É natural que no auge de uma matança absurda de mulheres; logo depois daquele Conselheiro do governo Trump ter falado a merda que falou a respeito das mulheres brasileiras, no meio de uma guerra estúpida entre sexos, e da falência da heterossexualidade, é natural que não apenas as mulheres fiquem indignadas com a fala do frei celibatário. Mas, o que é mais uma idiotice, é! Trata-se de mais uma bobagem! Como pretender interpretar anedotas do Criacionismo através de sociologismos? E, depois, a possibilidade das traduções que os gregos (bêbados) fizeram dos textos em hebraico, estarem absolutamente falsificadas, é enorme. Auxiliar! Qual é o problema se esses dois náufragos tenham sido engendrados para que UM auxilie o OUTRO nesse mar revolto e nesta imensa enfermaria que é o mundo?

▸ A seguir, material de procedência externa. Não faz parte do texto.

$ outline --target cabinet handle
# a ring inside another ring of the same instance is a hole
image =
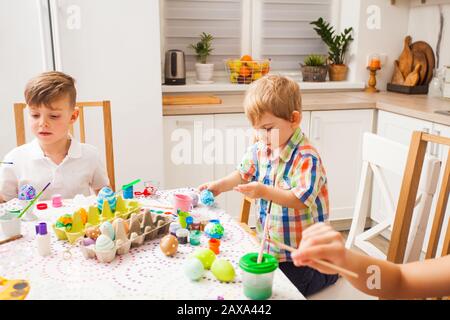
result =
[[[423,127],[423,128],[422,128],[422,131],[425,132],[425,133],[430,133],[430,128]],[[430,147],[429,147],[429,148],[430,148],[430,151],[429,151],[430,156],[434,156],[434,154],[433,154],[433,150],[434,150],[433,143],[431,142],[429,146],[430,146]]]
[[[434,130],[434,134],[437,136],[441,135],[441,131],[440,130]],[[433,143],[433,156],[435,157],[439,157],[439,153],[440,153],[440,146],[438,143]]]
[[[177,120],[176,125],[177,127],[193,127],[194,121]]]
[[[320,135],[319,135],[319,132],[320,132],[320,119],[319,118],[314,118],[314,120],[313,120],[313,139],[315,139],[315,140],[319,140],[320,139]]]

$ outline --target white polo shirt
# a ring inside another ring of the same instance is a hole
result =
[[[37,139],[9,152],[0,167],[0,194],[8,201],[17,198],[19,188],[32,185],[36,193],[51,182],[42,194],[42,200],[60,194],[63,199],[77,194],[89,196],[93,190],[109,185],[105,166],[98,150],[89,144],[72,138],[69,151],[64,160],[55,164],[47,158]]]

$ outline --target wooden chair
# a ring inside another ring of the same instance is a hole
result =
[[[399,176],[403,175],[406,167],[408,147],[400,143],[366,132],[363,137],[362,170],[352,226],[347,238],[346,247],[353,246],[366,254],[379,259],[386,259],[385,253],[373,245],[370,240],[379,236],[392,227],[395,216],[394,196],[387,187],[382,170],[389,171]],[[407,254],[404,262],[419,260],[425,238],[426,225],[431,204],[440,172],[440,161],[436,158],[425,158],[422,183],[419,186],[420,194],[415,202],[413,230],[409,235]],[[387,218],[366,230],[366,220],[370,212],[370,198],[372,194],[372,176],[374,182],[381,191],[382,199],[386,207]]]
[[[410,233],[411,220],[414,203],[417,196],[417,189],[422,172],[425,152],[428,142],[450,146],[450,138],[427,134],[415,131],[412,135],[411,145],[408,153],[408,161],[403,176],[400,197],[395,215],[394,227],[391,235],[391,242],[387,259],[395,263],[402,263],[407,248],[408,234]],[[432,228],[428,247],[425,252],[425,259],[436,258],[439,240],[445,235],[443,240],[441,256],[450,254],[450,223],[443,228],[444,215],[447,209],[448,195],[450,190],[450,149],[445,164],[444,174],[439,191],[436,212],[432,222]]]
[[[17,146],[25,144],[25,121],[23,111],[26,108],[25,103],[14,104],[14,118],[16,124],[16,140]],[[106,153],[106,169],[108,172],[109,182],[113,190],[115,190],[116,180],[114,175],[114,151],[112,139],[112,122],[111,122],[111,104],[109,101],[88,101],[77,102],[76,106],[80,110],[80,142],[86,142],[86,130],[84,121],[85,108],[100,107],[103,109],[103,130],[105,135],[105,153]],[[70,128],[73,134],[73,126]]]
[[[242,227],[242,229],[244,229],[251,236],[256,237],[256,232],[248,226],[248,218],[250,216],[250,209],[252,207],[252,202],[253,199],[247,198],[245,196],[243,197],[238,222],[239,225]]]

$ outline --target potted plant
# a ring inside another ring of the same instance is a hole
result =
[[[194,49],[197,54],[197,63],[195,64],[195,72],[197,76],[197,82],[199,83],[212,83],[212,77],[214,72],[214,64],[206,63],[208,56],[211,54],[211,44],[214,40],[213,36],[203,32],[200,35],[200,41],[196,44],[191,44],[190,47]]]
[[[327,77],[326,57],[318,54],[310,54],[301,64],[303,81],[323,82]]]
[[[353,40],[353,28],[344,29],[341,34],[335,34],[334,27],[319,18],[311,22],[315,25],[314,30],[322,38],[322,41],[328,46],[328,60],[331,81],[342,81],[347,78],[348,67],[345,64],[345,53],[347,52],[350,41]]]

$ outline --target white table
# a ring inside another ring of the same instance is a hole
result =
[[[178,190],[180,191],[180,190]],[[181,190],[183,191],[183,190]],[[168,204],[174,191],[158,193],[158,197],[142,200],[144,206]],[[71,201],[63,208],[35,211],[38,221],[49,226],[62,214],[75,210]],[[198,282],[190,281],[183,272],[185,259],[199,246],[179,245],[174,257],[166,257],[159,240],[132,248],[114,261],[103,264],[86,260],[78,248],[71,249],[72,258],[65,260],[63,252],[68,242],[58,241],[52,234],[52,254],[41,257],[36,252],[34,225],[22,223],[22,239],[0,246],[0,275],[7,279],[25,279],[30,283],[27,299],[246,299],[243,294],[239,259],[248,252],[257,252],[258,245],[229,215],[218,208],[199,206],[197,214],[219,218],[225,228],[218,257],[229,260],[236,270],[231,283],[221,283],[210,271]],[[203,237],[203,236],[202,236]],[[206,237],[201,246],[207,247]],[[303,295],[278,269],[275,272],[272,299],[304,299]]]

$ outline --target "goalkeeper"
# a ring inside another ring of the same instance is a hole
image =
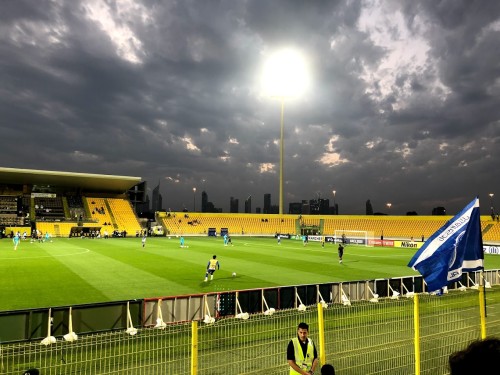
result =
[[[219,269],[219,261],[217,260],[217,255],[214,255],[212,259],[208,261],[207,264],[207,272],[205,273],[205,282],[208,280],[208,275],[210,274],[210,280],[214,279],[214,272],[216,269]]]

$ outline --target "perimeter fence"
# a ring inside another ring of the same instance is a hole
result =
[[[486,293],[485,293],[486,291]],[[394,294],[203,321],[158,324],[68,341],[0,346],[1,374],[288,374],[286,347],[307,322],[321,363],[343,374],[447,374],[448,356],[500,337],[500,286],[443,295]]]

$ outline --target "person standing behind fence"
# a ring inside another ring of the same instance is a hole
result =
[[[488,373],[498,369],[500,339],[489,337],[472,341],[465,349],[456,351],[448,358],[450,375]]]
[[[308,337],[309,325],[301,322],[297,327],[297,337],[290,340],[286,349],[286,359],[290,374],[314,374],[318,365],[318,352],[314,342]]]
[[[321,375],[335,375],[335,368],[329,363],[325,363],[321,367]]]

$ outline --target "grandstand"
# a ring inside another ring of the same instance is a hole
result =
[[[140,177],[0,168],[0,229],[6,233],[38,229],[55,237],[89,232],[135,235],[141,225],[128,192]],[[373,238],[421,241],[451,216],[273,215],[157,212],[155,225],[166,235],[333,235],[366,231]],[[500,223],[481,216],[485,243],[500,242]]]
[[[144,228],[127,192],[139,182],[137,177],[0,168],[0,229],[28,233],[38,229],[61,237],[103,229],[133,235]],[[155,224],[168,235],[208,236],[227,230],[235,236],[331,236],[364,231],[373,238],[420,241],[450,218],[157,212]],[[500,243],[497,221],[482,216],[481,229],[485,243]],[[496,289],[488,291],[487,297],[494,312],[500,300],[500,272],[489,270],[485,275],[484,280]],[[478,307],[486,305],[479,286],[482,278],[482,274],[466,274],[451,288],[459,292],[439,298],[425,293],[420,277],[407,276],[3,312],[2,373],[17,374],[28,366],[37,366],[43,373],[67,374],[242,373],[240,358],[247,357],[247,374],[288,373],[278,354],[299,319],[311,322],[316,335],[322,331],[322,341],[318,340],[322,357],[337,358],[337,368],[345,373],[411,373],[413,355],[420,358],[420,352],[412,351],[417,345],[411,322],[419,322],[422,373],[446,373],[447,353],[477,338],[478,316],[486,318]],[[470,290],[464,293],[466,287]],[[407,298],[399,300],[400,292]],[[415,293],[422,296],[415,299]],[[382,303],[376,303],[379,298]],[[410,298],[417,302],[409,302]],[[270,313],[268,302],[279,308],[278,314]],[[323,311],[321,302],[328,310]],[[303,303],[307,311],[301,309]],[[249,314],[252,319],[244,321]],[[213,324],[215,318],[217,324]],[[76,343],[73,324],[80,336]],[[488,333],[498,334],[498,314],[488,314],[488,324]],[[189,363],[198,369],[189,368]]]
[[[272,215],[199,212],[158,212],[168,235],[208,235],[227,229],[232,235],[270,236],[281,234],[333,235],[335,231],[366,231],[374,238],[429,238],[452,216],[359,216],[359,215]],[[500,242],[500,223],[481,216],[485,243]]]
[[[0,229],[55,237],[143,228],[128,190],[139,177],[0,168]]]

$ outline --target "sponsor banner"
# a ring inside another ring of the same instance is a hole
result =
[[[364,238],[346,238],[346,243],[349,245],[365,245],[366,241]]]
[[[323,240],[323,236],[307,236],[309,241],[317,241],[321,242]]]
[[[289,239],[292,237],[292,236],[291,236],[290,234],[288,234],[288,233],[287,233],[287,234],[282,234],[282,233],[280,233],[279,235],[280,235],[280,238],[281,238],[281,239],[286,239],[286,240],[289,240]],[[278,238],[278,235],[277,235],[277,234],[275,234],[275,235],[274,235],[274,238]]]
[[[424,242],[416,241],[394,241],[394,247],[402,247],[406,249],[420,249]]]
[[[394,247],[393,240],[368,240],[369,246]]]
[[[365,241],[364,238],[349,238],[349,237],[346,237],[345,241],[346,241],[347,244],[352,244],[352,245],[365,245],[366,244],[366,241]],[[327,243],[341,243],[342,239],[341,238],[335,238],[335,236],[325,236],[325,242],[327,242]],[[370,240],[368,240],[368,243],[370,243]]]
[[[500,254],[500,246],[483,246],[483,251],[485,254]]]

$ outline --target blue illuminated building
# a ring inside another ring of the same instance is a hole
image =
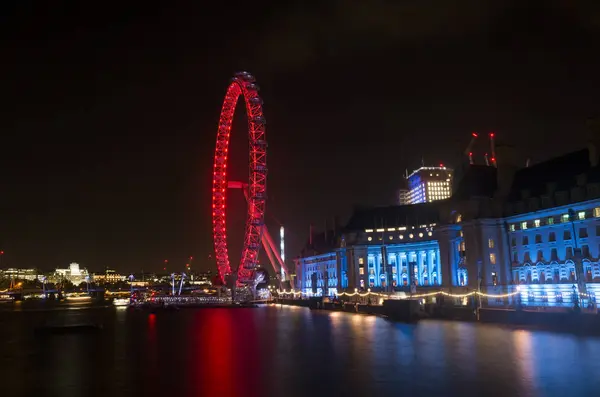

E depois, o que se vê, na realidade, é que a grande maioria dos homens (dos que conheço) mesmo contra os desígnios celestes, é que são auxiliares de suas companheiras, mães, tias, filhas, amantes etc, e até mesmo sem reclamar... Qual é então, o problema, no fato de que a escravidão e as algemas sejam compartilhadas? Principalmente para aqueles que acreditam na declaração de Aristoteles de que 'a mulher é um macho imperfeito'?
Puro teatro! Pura pantomima! Teatralidade!
Puras balelas linguisticas! Papo furado de gente despirocada. Fruto e confusão de exegetas delirantes! Parábolas bíblicas e parábolas sociológicas mal interpretadas! Traduções de meia dúzia de livros sagrados feitas por bebuns vingativos! Fake news! Pretextos para justificar outros desvarios...
Portanto: Viva o desvario do frei Gilson (ele que deve ter três ou quatro auxiliares em sua paróquia), e Viva o desvario das auxiliares que idealizam enquadrá-lo.
Toda polêmica é importante num mundo cada dia mais monótono, patético e medíocre.